And on the folklore side of things, tales of people meeting sinister black-clad men in the countryside were not unusual in Medieval times.  The most famous one I can think of is the legend that Old Mother Shipton – the prophetess of Knaresborough, Yorkshire – was conceived when her mother met a mysterious Man In Black in the woods.  The Devil was also sometimes referred to as “the black man”.  This was nothing whatsoever to do with skin colour, but more for his invariable taste in black clothes.  Likewise Burgot’s claim that Moyset’s hands were cold, is similar to witches who said the Devil’s semen was icy-cold.

These days we have the modern version of the tales, with UFO witnesses claiming to have had disturbing visitations from The Men In Black.  Bizarre though MIB cases undoubtedly are, I’ve yet to come across one which has either a sexual element, or involves the witnesses turning into savage wolves.   Let’s hope not anyway.

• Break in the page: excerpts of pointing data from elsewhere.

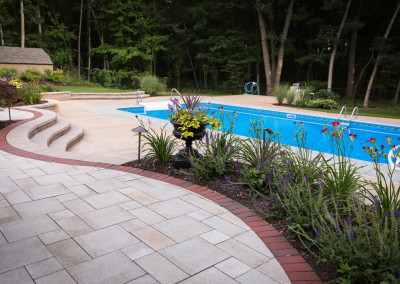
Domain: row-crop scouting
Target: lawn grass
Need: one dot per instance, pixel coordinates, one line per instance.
(85, 89)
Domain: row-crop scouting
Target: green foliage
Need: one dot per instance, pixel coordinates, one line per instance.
(32, 75)
(30, 94)
(321, 103)
(152, 85)
(161, 146)
(280, 92)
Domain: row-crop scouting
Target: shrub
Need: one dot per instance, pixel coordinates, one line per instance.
(30, 94)
(152, 85)
(290, 96)
(280, 92)
(32, 75)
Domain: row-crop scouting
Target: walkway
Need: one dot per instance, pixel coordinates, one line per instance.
(68, 221)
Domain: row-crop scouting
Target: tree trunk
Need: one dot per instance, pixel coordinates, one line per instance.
(1, 35)
(264, 45)
(339, 34)
(371, 80)
(351, 71)
(282, 45)
(79, 40)
(39, 18)
(396, 96)
(21, 2)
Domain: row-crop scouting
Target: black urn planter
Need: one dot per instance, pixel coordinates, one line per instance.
(182, 158)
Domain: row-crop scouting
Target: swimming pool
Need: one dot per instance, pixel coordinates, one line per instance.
(284, 123)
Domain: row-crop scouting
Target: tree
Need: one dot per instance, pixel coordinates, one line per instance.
(335, 46)
(374, 71)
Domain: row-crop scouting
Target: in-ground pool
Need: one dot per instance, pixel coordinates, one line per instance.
(284, 123)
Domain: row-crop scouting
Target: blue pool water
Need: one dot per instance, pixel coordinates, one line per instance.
(284, 123)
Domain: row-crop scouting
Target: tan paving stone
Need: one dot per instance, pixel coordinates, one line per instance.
(38, 207)
(8, 214)
(56, 277)
(106, 217)
(53, 237)
(19, 276)
(153, 238)
(111, 268)
(78, 206)
(25, 228)
(172, 208)
(105, 241)
(68, 253)
(209, 276)
(12, 258)
(44, 267)
(74, 226)
(106, 199)
(193, 263)
(243, 253)
(181, 228)
(161, 268)
(17, 196)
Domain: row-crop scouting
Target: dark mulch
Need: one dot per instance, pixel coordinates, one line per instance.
(263, 207)
(4, 123)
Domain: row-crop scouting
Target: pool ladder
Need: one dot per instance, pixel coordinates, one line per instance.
(355, 109)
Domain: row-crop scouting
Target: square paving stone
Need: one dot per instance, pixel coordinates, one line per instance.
(106, 199)
(182, 228)
(223, 226)
(172, 208)
(146, 215)
(209, 276)
(137, 250)
(38, 207)
(233, 267)
(22, 253)
(44, 267)
(25, 228)
(53, 237)
(8, 214)
(161, 268)
(57, 277)
(243, 253)
(74, 226)
(206, 255)
(19, 276)
(111, 268)
(78, 206)
(153, 238)
(68, 253)
(106, 217)
(105, 240)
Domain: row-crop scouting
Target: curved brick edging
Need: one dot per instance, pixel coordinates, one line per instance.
(296, 268)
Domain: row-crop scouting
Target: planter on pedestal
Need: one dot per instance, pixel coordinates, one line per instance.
(182, 158)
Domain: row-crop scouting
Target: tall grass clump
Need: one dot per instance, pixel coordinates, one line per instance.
(280, 92)
(152, 85)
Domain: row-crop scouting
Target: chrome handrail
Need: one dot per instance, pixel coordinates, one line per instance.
(354, 109)
(345, 111)
(173, 89)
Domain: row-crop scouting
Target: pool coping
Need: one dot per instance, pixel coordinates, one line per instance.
(292, 262)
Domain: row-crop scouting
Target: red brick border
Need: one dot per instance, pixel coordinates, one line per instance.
(295, 266)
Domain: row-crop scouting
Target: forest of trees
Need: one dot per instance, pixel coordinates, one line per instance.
(348, 46)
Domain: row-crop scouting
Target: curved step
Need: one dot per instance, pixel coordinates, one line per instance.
(48, 135)
(74, 135)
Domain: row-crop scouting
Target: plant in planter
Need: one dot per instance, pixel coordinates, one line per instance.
(190, 120)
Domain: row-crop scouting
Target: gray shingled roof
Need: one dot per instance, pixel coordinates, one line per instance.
(18, 55)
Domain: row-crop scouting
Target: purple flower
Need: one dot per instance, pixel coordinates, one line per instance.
(352, 236)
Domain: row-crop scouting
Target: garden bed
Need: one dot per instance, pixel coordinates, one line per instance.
(262, 206)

ADDENDUM: the strong religious element to the case has also to be taken into consideration.  The early 16th century was a time of huge religious turbulence.  The almighty Catholic Church, which had held sway for centuries, was facing serious competition from the Protestant.  It was the time of Martin Luther, and in England, under King Henry VIII, things were steadily brewing towards the Reformation.  The area of Poligny would also have been in the thick of religious dissension.  The men here were tried by a Catholic priest, and Verdun confessed his crimes after undergoing torture.  It’s a curious aspect of the case that part of Burgot’s deal with Moyset was that he didn’t seem to be barred from church completely, but was only to go in after the Mass had been conducted. (Surely the Devil would have wanted him to stay clear completely?)  Could the three men have been the victims of a holy frame-up?  After all this time it is impossible to say, but certainly these days we wouldn’t give much credence to confessions extracted under torture.